New concepts in antimicrobial susceptibility testing: the mutant prevention concentration and mutant selection window approach

Abstract

Current measurements of antimicrobial susceptibility or resistance utilize a standardized bacterial inoculum (10(5) cfu/mL) exposed to varying drug concentrations in a test tube. Following incubation under ideal conditions, the lowest drug concentration inhibiting growth is the minimum inhibitory concentration (MIC). When the MIC exceeds the amount of drug that can be safely achieved in the body, we call these microorganisms resistant; established breakpoints for various 'bug-drug' combinations are used to categorize microorganisms as susceptible, intermediate or resistant. MIC testing has been used for decades to guide antimicrobial therapy and remains an important measurement for infectious diseases. More recently, the mutant prevention concentration (MPC) has been described as a novel measurement of in vitro susceptibility or resistance and is based on the testing of larger bacterial inocula, i.e. > or =10(9) cfu/mL - such as those associated with some infections in humans and animals.
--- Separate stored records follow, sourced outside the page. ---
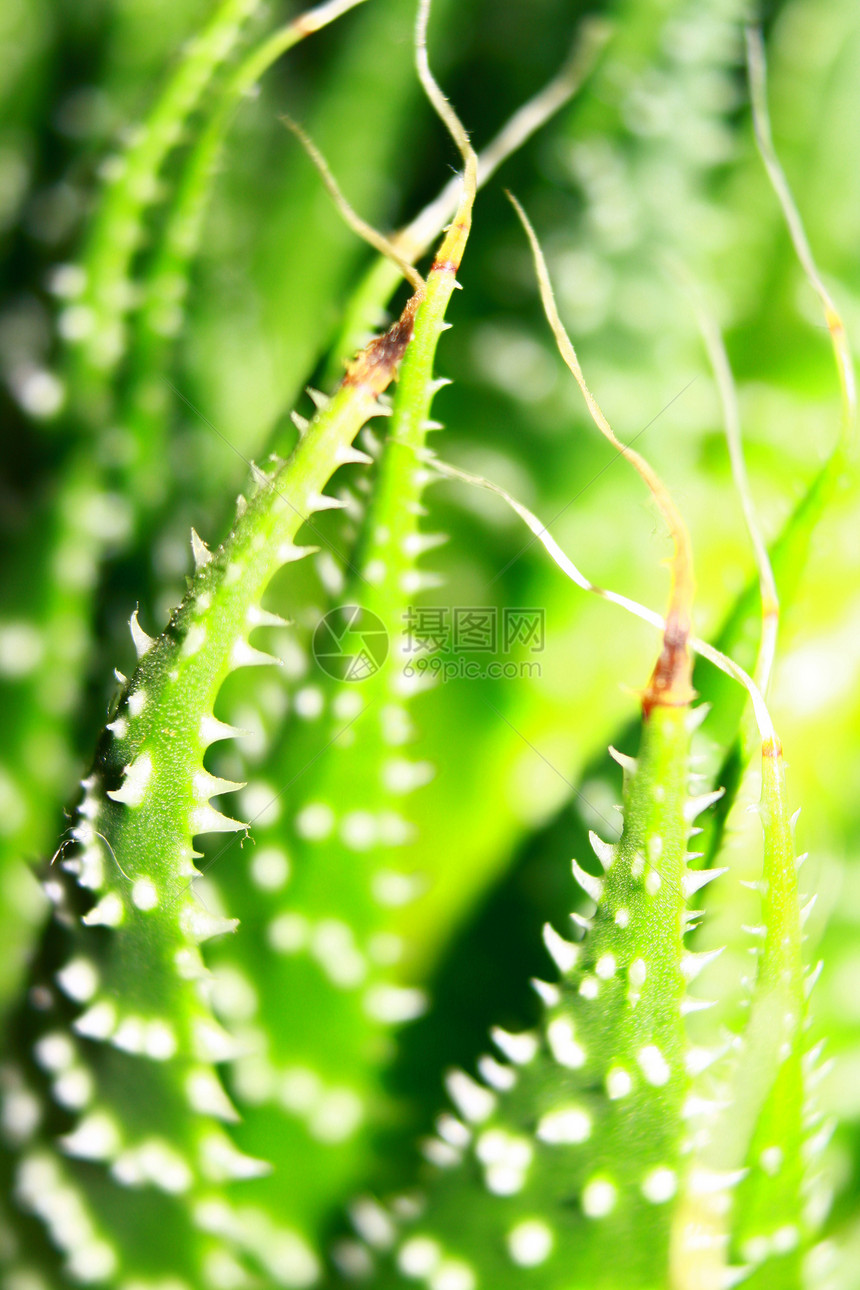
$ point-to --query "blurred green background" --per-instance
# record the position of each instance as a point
(651, 164)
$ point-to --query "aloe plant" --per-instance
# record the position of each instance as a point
(201, 1071)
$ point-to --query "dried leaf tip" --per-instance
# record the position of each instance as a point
(671, 680)
(450, 253)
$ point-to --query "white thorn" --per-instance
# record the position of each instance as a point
(694, 880)
(289, 554)
(807, 908)
(322, 502)
(627, 764)
(206, 786)
(142, 640)
(200, 551)
(812, 975)
(206, 819)
(591, 885)
(212, 730)
(562, 952)
(518, 1049)
(605, 852)
(348, 456)
(245, 655)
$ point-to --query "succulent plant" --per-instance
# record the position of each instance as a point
(199, 1080)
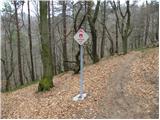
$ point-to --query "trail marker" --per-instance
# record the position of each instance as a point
(81, 37)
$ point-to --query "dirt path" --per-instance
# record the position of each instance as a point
(119, 87)
(118, 103)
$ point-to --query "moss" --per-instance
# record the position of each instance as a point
(45, 85)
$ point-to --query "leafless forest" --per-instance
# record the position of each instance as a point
(38, 43)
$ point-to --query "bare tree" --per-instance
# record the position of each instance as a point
(18, 45)
(123, 22)
(46, 83)
(92, 21)
(30, 43)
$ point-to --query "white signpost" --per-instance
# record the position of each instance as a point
(81, 37)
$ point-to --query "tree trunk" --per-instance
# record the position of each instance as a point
(50, 36)
(53, 41)
(92, 21)
(64, 38)
(103, 32)
(116, 50)
(18, 46)
(30, 44)
(46, 83)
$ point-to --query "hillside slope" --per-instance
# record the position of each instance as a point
(119, 87)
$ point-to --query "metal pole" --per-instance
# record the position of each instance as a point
(81, 71)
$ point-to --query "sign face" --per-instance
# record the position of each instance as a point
(81, 36)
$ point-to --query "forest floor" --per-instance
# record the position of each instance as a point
(123, 86)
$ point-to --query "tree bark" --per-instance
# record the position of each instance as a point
(46, 83)
(64, 37)
(103, 32)
(18, 46)
(30, 44)
(92, 21)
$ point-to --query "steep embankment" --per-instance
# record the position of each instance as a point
(119, 87)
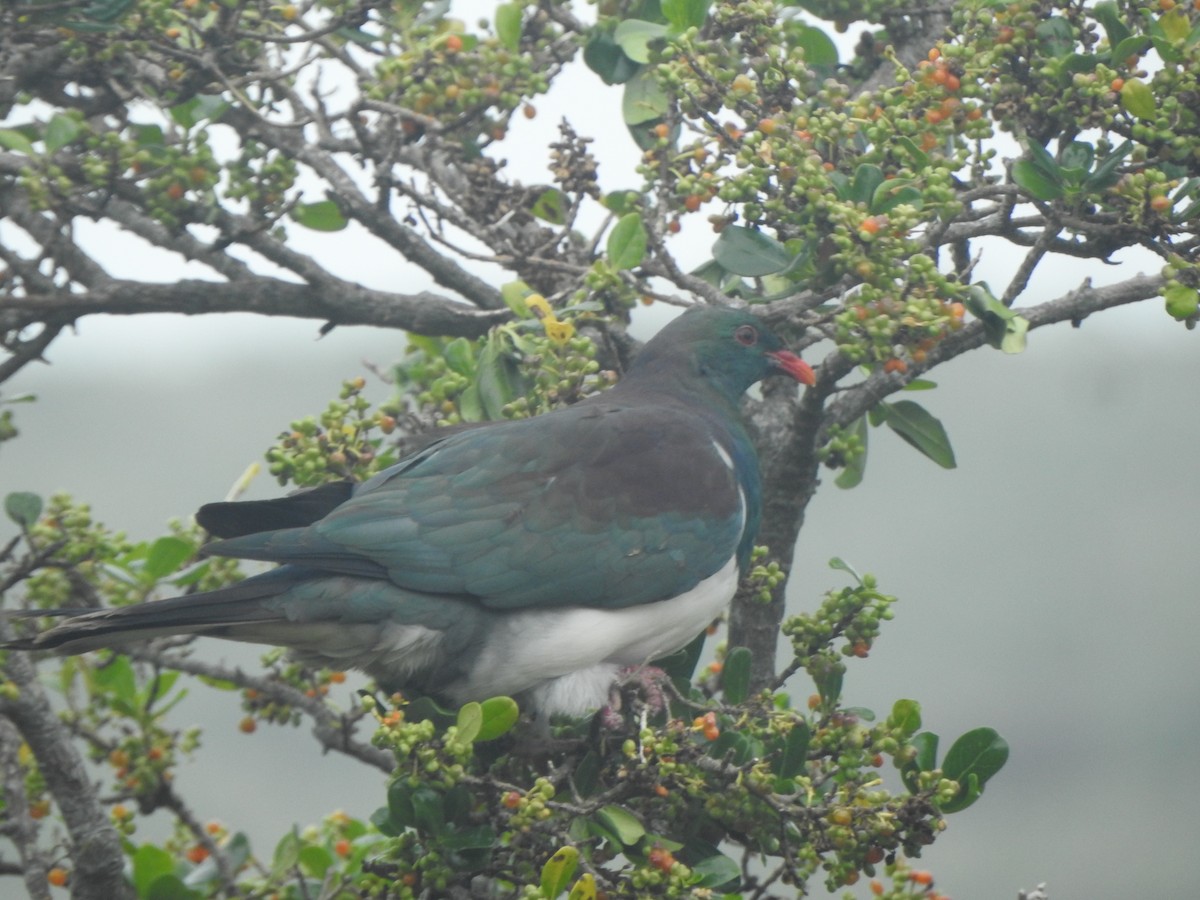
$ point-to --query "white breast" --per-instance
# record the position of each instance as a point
(568, 658)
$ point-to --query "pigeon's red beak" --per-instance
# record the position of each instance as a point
(795, 366)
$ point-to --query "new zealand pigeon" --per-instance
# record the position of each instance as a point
(533, 558)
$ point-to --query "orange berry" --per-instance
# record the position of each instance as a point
(661, 859)
(197, 855)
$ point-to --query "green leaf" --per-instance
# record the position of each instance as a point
(585, 888)
(499, 715)
(23, 508)
(852, 473)
(117, 678)
(684, 13)
(150, 863)
(201, 107)
(972, 760)
(1035, 181)
(508, 25)
(12, 139)
(1109, 16)
(166, 556)
(169, 887)
(1056, 36)
(1138, 99)
(839, 564)
(820, 51)
(749, 252)
(717, 870)
(918, 427)
(1182, 301)
(925, 744)
(321, 216)
(558, 870)
(622, 823)
(868, 179)
(795, 757)
(471, 720)
(905, 717)
(634, 37)
(627, 241)
(551, 207)
(287, 853)
(460, 357)
(736, 675)
(645, 101)
(60, 131)
(606, 59)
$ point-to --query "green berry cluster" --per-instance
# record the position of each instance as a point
(341, 443)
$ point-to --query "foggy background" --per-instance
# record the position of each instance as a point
(1048, 586)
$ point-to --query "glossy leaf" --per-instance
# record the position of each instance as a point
(508, 25)
(736, 675)
(717, 870)
(905, 717)
(627, 241)
(1182, 301)
(820, 51)
(795, 756)
(321, 216)
(922, 430)
(852, 473)
(585, 888)
(635, 36)
(607, 60)
(166, 556)
(972, 760)
(471, 720)
(622, 823)
(1035, 181)
(499, 715)
(645, 101)
(684, 13)
(749, 252)
(15, 141)
(60, 131)
(558, 870)
(23, 508)
(1138, 99)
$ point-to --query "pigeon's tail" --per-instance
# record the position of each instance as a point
(228, 612)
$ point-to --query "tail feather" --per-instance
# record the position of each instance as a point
(238, 605)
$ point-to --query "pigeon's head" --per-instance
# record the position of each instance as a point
(729, 348)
MPC defines the lowest drug concentration required to block the growth of the least susceptible cell present in high density bacterial populations. MPC testing applies to microorganisms considered susceptible to the drug by MIC testing. The mutant selection window (MSW) defines the 'danger zone' for therapeutic drug concentrations. Minimizing the length of time the drug concentration remains in the MSW may reduce the likelihood for resistance selection during therapy. The MSW is bordered by the MIC and MPC values and the drug concentration range between the measured MIC and MPC values defines the MSW. MPC values, when considered with drug pharmacology, may allow prediction on the probability of resistance selection when bacteria are exposed to antimicrobial agents during therapy for infectious diseases. In today's environment, resistance prevention should be a goal of antimicrobial therapy.